Mind Games: How Killers Think

In the wake of several calculated murders, psychologists decode the brain of a criminal

QUEEN'S ROAD: The elaborate scheming that went into two murders — of Sheena Bora and Anuradha Macheri — that have hogged the headlines recently raises an intriguing question: how does a killer’s mind work?

While media baron Indrani Mukerjea allegedly smothered her daughter to death, Gokul Macheri, a middle-class techie from Bengaluru, is charged with killing his wife in the hope of reuniting with an ex-girlfriend. He even attempted to frame the woman’s husband as a terrorist by making a hoax bomb call to the airport. City Express spoke to psychologists about the triggers behind criminal behaviour.

Childhood matters

According to psychotherapist and family counsellor Meera Haran Alva, childhood trauma often fractures a person’s mental faculties enough to make it difficult for him or her to understand right from wrong. “Not much is known about Macheri’s childhood but there could be some triggers leading back to his early years. They may have suppressed his emotions. When one has been abused or mistreated, the perception of the world changes,” she said.

Indrani has admitted to the police that she was sexually assaulted by her step-father. Many infamous criminals have suffered childhood abuse. For instance, Charles Sobhraj, the serial killer who preyed on tourists in India, grew up poor on the streets of Vietnam. He was rejected by his mother’s second husband. “The environment one is brought up in creates a predisposition to certain activities,” Meera said.

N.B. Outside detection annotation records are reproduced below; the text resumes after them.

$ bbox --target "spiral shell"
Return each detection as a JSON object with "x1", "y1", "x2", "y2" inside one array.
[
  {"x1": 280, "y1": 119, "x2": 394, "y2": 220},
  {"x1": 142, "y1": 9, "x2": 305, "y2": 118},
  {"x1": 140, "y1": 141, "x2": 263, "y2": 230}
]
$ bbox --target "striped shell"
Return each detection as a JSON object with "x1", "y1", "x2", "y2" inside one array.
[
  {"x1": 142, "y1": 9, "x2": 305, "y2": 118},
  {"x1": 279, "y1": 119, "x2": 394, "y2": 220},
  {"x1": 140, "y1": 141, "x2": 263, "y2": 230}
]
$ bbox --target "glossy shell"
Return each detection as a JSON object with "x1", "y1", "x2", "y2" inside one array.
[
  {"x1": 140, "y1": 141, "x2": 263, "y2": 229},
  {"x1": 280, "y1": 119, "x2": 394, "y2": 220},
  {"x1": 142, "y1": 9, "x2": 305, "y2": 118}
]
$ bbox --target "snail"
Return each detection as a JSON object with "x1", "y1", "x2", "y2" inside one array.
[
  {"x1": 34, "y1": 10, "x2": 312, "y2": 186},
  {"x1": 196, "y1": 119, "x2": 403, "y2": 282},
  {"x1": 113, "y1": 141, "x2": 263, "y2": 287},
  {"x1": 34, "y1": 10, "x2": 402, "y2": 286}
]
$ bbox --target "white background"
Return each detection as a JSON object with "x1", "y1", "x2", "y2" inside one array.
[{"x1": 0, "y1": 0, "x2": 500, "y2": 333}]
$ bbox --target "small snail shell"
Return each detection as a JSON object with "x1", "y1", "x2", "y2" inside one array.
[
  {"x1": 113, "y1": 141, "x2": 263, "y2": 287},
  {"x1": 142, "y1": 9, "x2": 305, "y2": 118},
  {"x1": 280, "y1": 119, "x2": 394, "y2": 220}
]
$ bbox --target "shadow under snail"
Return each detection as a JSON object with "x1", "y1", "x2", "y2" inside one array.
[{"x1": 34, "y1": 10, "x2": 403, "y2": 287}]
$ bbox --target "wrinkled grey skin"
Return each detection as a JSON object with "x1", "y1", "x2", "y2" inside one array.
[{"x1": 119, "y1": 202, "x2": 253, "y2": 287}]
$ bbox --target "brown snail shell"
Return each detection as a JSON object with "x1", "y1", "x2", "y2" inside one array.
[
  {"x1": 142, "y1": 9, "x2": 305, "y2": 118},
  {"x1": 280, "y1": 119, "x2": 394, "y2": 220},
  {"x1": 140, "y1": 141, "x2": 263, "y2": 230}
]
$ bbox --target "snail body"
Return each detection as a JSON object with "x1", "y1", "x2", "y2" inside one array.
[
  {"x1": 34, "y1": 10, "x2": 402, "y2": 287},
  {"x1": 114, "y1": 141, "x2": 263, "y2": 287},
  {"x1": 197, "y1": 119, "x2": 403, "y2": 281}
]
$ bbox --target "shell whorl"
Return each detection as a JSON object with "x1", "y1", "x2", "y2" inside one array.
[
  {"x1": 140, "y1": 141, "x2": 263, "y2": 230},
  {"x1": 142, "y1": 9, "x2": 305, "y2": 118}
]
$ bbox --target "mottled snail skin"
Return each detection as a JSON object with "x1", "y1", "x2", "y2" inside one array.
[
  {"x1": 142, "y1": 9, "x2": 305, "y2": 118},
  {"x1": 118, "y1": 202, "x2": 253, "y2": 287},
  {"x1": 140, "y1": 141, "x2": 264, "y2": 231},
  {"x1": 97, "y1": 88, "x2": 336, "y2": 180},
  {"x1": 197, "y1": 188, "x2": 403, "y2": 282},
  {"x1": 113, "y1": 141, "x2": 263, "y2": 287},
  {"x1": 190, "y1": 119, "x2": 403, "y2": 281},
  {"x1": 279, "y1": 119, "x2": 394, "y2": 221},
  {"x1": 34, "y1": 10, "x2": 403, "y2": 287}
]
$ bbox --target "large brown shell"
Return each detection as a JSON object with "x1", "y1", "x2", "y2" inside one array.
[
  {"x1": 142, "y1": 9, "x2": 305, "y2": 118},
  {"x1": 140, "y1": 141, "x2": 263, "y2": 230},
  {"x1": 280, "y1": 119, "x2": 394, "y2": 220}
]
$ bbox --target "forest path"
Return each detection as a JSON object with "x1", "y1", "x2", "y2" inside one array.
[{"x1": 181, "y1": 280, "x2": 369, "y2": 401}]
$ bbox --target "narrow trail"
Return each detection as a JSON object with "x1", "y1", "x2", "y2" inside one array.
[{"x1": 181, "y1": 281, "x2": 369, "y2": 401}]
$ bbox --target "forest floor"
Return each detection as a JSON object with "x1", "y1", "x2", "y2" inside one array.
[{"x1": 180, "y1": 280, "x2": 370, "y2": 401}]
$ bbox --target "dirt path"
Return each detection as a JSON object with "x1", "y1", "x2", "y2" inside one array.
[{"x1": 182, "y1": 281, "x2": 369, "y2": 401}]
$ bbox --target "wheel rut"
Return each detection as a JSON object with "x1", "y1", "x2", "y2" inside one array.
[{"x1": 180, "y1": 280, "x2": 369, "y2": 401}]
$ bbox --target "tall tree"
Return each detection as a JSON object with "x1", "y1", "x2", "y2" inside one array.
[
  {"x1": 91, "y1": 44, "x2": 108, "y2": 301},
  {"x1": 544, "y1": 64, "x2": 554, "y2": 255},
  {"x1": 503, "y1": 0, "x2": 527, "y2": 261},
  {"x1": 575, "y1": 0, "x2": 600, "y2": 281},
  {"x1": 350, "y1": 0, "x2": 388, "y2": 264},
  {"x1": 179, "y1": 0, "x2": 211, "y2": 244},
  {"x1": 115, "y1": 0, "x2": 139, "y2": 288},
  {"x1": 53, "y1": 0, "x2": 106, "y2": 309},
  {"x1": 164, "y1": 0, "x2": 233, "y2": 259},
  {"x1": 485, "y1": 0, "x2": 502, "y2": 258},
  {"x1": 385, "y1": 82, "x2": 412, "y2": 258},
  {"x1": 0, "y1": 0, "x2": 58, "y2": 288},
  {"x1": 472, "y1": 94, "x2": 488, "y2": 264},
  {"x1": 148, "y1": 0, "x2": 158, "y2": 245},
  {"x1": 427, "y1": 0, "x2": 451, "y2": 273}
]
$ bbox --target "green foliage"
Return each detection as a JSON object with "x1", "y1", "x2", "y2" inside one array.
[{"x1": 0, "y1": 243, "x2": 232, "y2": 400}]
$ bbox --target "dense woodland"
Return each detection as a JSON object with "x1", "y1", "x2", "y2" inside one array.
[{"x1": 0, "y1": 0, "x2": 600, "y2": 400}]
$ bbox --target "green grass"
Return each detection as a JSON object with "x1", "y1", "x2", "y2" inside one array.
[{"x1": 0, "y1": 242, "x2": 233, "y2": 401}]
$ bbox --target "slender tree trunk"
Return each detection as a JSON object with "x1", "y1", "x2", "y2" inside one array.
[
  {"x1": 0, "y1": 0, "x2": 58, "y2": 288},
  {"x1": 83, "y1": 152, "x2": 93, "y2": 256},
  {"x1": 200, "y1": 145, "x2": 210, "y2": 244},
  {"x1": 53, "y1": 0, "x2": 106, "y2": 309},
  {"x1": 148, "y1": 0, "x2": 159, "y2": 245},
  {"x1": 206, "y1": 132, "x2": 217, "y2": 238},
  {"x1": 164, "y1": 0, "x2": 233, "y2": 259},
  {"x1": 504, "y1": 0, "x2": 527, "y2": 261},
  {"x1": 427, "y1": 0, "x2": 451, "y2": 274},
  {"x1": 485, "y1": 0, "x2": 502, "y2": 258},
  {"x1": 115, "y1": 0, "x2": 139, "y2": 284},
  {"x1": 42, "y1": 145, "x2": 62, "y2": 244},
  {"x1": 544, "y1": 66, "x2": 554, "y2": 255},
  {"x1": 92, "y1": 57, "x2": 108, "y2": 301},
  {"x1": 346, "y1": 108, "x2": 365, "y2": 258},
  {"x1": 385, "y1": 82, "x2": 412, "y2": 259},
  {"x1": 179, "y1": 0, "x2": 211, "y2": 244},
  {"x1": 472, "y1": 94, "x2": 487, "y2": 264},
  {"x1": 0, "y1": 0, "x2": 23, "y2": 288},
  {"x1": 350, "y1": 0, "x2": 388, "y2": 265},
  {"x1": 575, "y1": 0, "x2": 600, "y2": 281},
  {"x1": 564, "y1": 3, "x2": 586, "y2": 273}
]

She said the many forms of domestic violence and abuse that occur within the confines of a house are often not discussed openly. Referring to the Macheri case, she said, “Love can also bring passionate and intoxicating hate. Perhaps the violence already existed in that relationship. It may have ultimately manifested itself in the form of murder.” 

But the answer doesn’t lie in psychology alone, she added. “Much like the question of the chicken or the egg coming first, there is no simple answer to the complex question of brain wiring. Traumatic events could trigger certain chemical reactions in the brain, that is all we can say.”

Something snaps

Psychopathy refers to a personality disorder with a serious absence of remorse combined with anti-social feelings. Psychologists often cite it as a disorder many killers have. “In their heads, they are able to rationalise criminal actions. They believe certain people needed to die and feel no remorse for them. Sometimes, they lose patience while waiting for nature or law to take its course. Something snaps. They build up the wait into something more than what it is and take ‘justice’ into their own hands,” Meera said.

Split personality, now known as dissociative personality disorder, causes memory loss and an inability to recall any  changes in personality. However, in the Indrani and Macheri cases, both went back to their day-to-day lives. They were able to intelligently continue the facade that nothing had changed.

Kala Balasubramaniam, a psychologist, said, “By birth, the brain wiring could be different in some people. Scientists have been trying to find proof of this for years. Researchers have studied the brain to find patterns in neuro circuits of criminals, but nothing concrete has been established.”

According to her, the Sheena Bora and Anuradha Macheri cases were not just acts of passion. They were murders that were carefully premeditated. “Either you have a conscience that stops you from doing something wrong or there is a fear of punishment that holds you back. When both are absent, the problem arises. Some kind of lack of reasoning could be ingrained in their psychopathology. That also prevents them from feeling remorse.”

Turn of events

Rajesh Goyal, a Delhi-based psychiatrist, sees Macheri and Indrani as victims of circumstance, not people with mental disorders. “In order to save themselves or maybe on being unable to find a way out of their situation, they may have committed the crime. Neither has a past record to speak of, and they are not responsible for the entire chain of events. Both were part of it.”

On an unrelated note, he also dismissed a popular belief about serial killers — that they exhibit anti-social behaviour, hurt animals and may have been neglected as  children. According to him, this is a rather simplistic way of looking at things and the acts could be spurred on by recent events.